The potential ‘target’, or mechanism in the brain linked with the manifestation of PTSD, is the first to be pinpointed for this brain and behavior disorder. It is the serotonin 1B receptor, whose normal function is as a receptor for the neurotransmitter serotonin, one of the chemical messengers that drives the brain’s activities. The serotonin system is known to be involved in stress response, and dysfunction in the system has been associated with PTSD. While recent work with animal models has suggested that disturbances in serotonin 1B receptor function may contribute to chronic anxiety, its specific role had not been studied previously in patients with PTSD.
To conduct the first human studies of the role of the serotonin IB receptor, Dr.

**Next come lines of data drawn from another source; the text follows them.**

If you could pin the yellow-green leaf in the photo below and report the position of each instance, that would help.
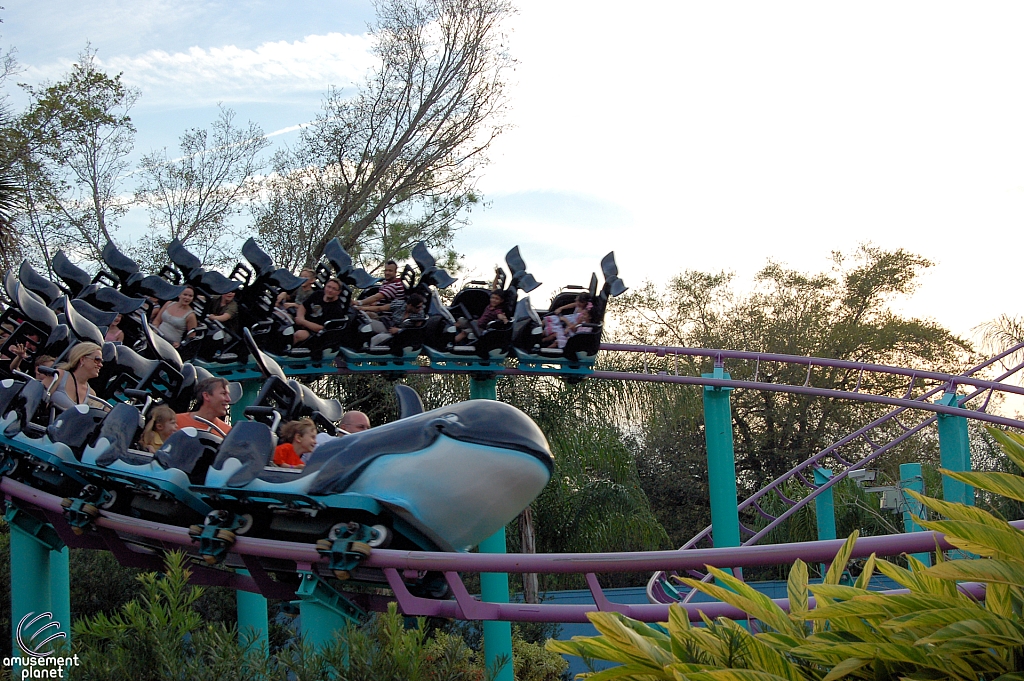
(797, 588)
(865, 575)
(999, 600)
(837, 591)
(732, 675)
(761, 656)
(848, 666)
(976, 635)
(745, 598)
(888, 605)
(936, 619)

Neumeister, an associate professor of psychiatry at the Mount Sinai School of Medicine, and colleagues collaborated with scientists at the Yale Positron Emission Tomography (PET) Center and the VA National Center for PTSD. Among the collaborators, Brain & Behavior Research Foundation Scientific Council Member John H. Krystal, M.D., a three-time NARSAD Grantee, is Chair of the department of psychiatry at Yale University School of Medicine and director of the Clinical Neuroscience Division of the VA National Center for PTSD.
The trials were conducted using PET scans to study the function of type 1B receptors in 96 participants: 49 with PTSD; 20 who had been exposed to trauma but did not have PTSD; and 27 non-traumatized, healthy controls. Among those who had experienced trauma were victims of childhood abuse or domestic violence and military veterans. The scans revealed that serotonin 1B levels were substantially lower in the subjects with PTSD than in those who did not have PTSD, and slightly lower in those who had been exposed to trauma but did not have PTSD.

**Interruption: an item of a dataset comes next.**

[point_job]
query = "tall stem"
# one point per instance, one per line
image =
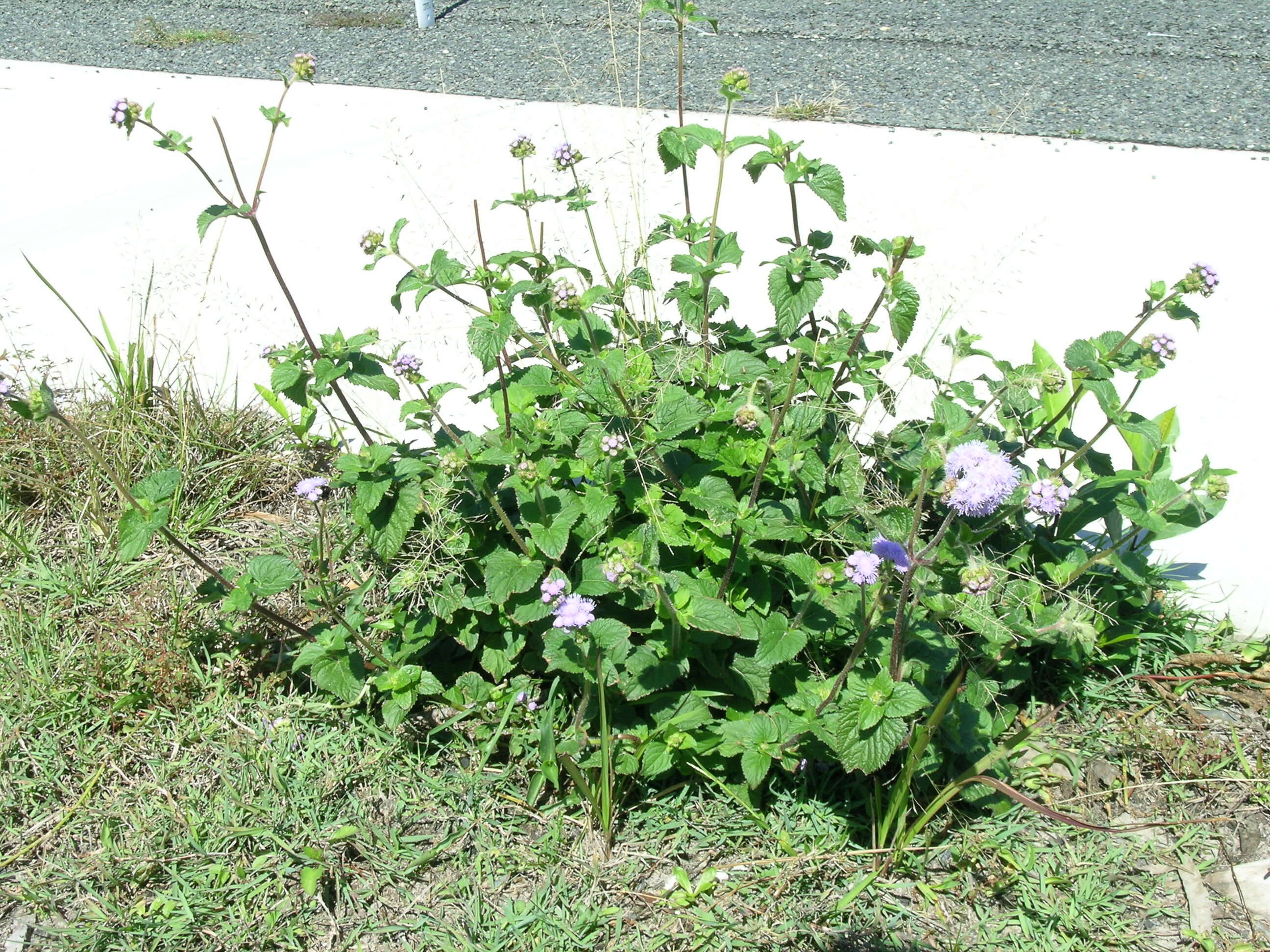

To evaluate predictors that might explain the reduction in serotonin 1B levels in PTSD, the team examined participants’ age, age at first traumatic experience, number of traumatic experiences, sex, body mass index and whether or not they had co-existing depression, which frequently is the case with PTSD. The researchers found that age at the time of the first trauma was the factor that determined the reduction in 1B receptors and the severity of PTSD and major depression co-morbidity.

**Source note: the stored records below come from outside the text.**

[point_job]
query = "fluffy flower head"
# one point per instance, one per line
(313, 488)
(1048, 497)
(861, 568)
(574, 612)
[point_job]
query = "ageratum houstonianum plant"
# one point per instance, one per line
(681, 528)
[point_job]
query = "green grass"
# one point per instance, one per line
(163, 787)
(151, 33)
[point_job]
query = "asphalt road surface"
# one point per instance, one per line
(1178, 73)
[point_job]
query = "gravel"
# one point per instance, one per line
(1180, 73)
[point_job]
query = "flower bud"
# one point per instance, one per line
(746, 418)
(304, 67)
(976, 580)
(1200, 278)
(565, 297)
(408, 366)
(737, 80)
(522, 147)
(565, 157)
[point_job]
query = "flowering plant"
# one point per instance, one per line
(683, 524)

Reporting the new finding in the September issue of the journal Archives of General Psychiatry, the authors, pointing to their data as indicating “an enduring effect of trauma history” on brain function, state that “the association of early age at first trauma and more pronounced neurobiological and behavioral alterations in PTSD suggests a developmental component in the cause of PTSD.”
Says Dr. Neumeister: “Our research opens new doors in understanding PTSD and developing treatments for it, and may provide hope for these severely ill patients.”